What do the Gaza Strip and Rangeley, Maine have in common? According to Alison Glick, it’s a lot more than you might think. The writer — who will be giving a talk about her debut novel, The Other End of the Sea, on Wednesday, July 27th at 6:00 PM at the Rangeley Public Library — drew on her personal experiences living in the West Bank, the Gaza Strip, the Yarmouk Refugee Camp in Syria, and a town near Haifa, Israel to craft the book. But she said in a recent interview with The Highlander that the novel’s themes of family, love, and community will resonate most with local readers.

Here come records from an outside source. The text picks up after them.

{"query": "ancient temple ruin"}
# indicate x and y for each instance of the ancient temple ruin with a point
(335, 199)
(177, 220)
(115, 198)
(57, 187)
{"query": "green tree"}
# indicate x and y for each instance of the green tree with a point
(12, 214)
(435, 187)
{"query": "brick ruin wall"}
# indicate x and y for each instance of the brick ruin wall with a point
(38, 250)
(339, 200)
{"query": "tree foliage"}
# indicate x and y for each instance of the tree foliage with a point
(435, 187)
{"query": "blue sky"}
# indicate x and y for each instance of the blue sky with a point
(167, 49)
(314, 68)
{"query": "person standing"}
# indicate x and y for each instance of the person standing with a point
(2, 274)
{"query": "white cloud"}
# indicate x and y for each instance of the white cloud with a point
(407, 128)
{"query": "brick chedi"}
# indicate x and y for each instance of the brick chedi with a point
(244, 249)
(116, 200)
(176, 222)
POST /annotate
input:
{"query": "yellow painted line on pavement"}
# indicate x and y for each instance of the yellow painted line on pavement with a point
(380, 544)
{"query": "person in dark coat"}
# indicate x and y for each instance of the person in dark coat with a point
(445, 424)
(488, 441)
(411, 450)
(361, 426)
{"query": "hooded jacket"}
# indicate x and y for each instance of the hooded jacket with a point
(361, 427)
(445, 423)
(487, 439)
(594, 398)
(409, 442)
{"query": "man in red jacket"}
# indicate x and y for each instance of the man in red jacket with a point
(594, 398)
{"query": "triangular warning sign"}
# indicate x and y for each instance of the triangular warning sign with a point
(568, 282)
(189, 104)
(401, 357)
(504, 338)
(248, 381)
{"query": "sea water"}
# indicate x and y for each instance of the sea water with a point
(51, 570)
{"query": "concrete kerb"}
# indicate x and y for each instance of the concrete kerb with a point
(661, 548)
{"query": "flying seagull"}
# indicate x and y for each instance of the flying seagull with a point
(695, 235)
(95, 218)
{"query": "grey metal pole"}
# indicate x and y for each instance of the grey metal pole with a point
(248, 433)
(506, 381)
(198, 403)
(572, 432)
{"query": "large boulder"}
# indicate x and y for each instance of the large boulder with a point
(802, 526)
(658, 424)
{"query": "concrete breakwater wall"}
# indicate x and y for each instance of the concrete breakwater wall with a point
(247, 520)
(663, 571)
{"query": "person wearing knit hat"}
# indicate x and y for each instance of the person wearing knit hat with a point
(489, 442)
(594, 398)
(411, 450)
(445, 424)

Glick has been visiting Rangeley for summer vacations since 2008, so much of the story was written at her rented cabin on Dodge Pond. She even received her page proofs here, permanently connecting the town to the novel in her mind. But the process of penning a novel was not quite as serene as a carefree summer day on the pond. Glick spent years writing a memoir, but after she completed her first copy, her editor told her that people would be less inclined to pick up a nonfiction book about the Middle East. So, she went back to work for over a year, revising and rewriting The Other End of the Sea into a work of fiction.

Today, the novel is far from an everyday tale of a faraway warzone. “The book doesn’t just deal with themes of justice and war and peace in the Middle East. It deals with themes that a lot of us face in our lives; it talks about relationships, and raising children, and aging, and dealing with our families, with migration and immigration issues,” said Glick.

Set in various locations across the Middle Eastern region, the story follows Zayn, a Palestinian, and Rebecca, a Jewish American. Each has a different relationship with the Middle East, but while enduring war and violence they come together, fall in love, and have a family.

While centering Zayn and Rebecca’s romance, Glick also incorporated what she refers to as “other love stories,” such as a love of community, love of ideals, and love of place. Including these universal values contributed to Glick’s goal of broadening the American perception of the Middle East, taking readers to places they “only hear about in the news when they’re being bombed.” It was important to her to illustrate that while the Gaza Strip, for instance, is under occupation, it is simultaneously a place where people “have gardens, and fall in love, and get married, and form friendships, and do silly, quirky things.”

Finally, Glick hopes that readers search The Other End of the Sea — which is available for purchase at Books, Lines & Thinkers — for aspects that reflect something in their own lives or in those of their families or friends. “Local people can find in this story one about a woman struggling in a relationship, a woman struggling to raise a child…and the bonds of community and family, which I feel and see a lot in Rangeley.”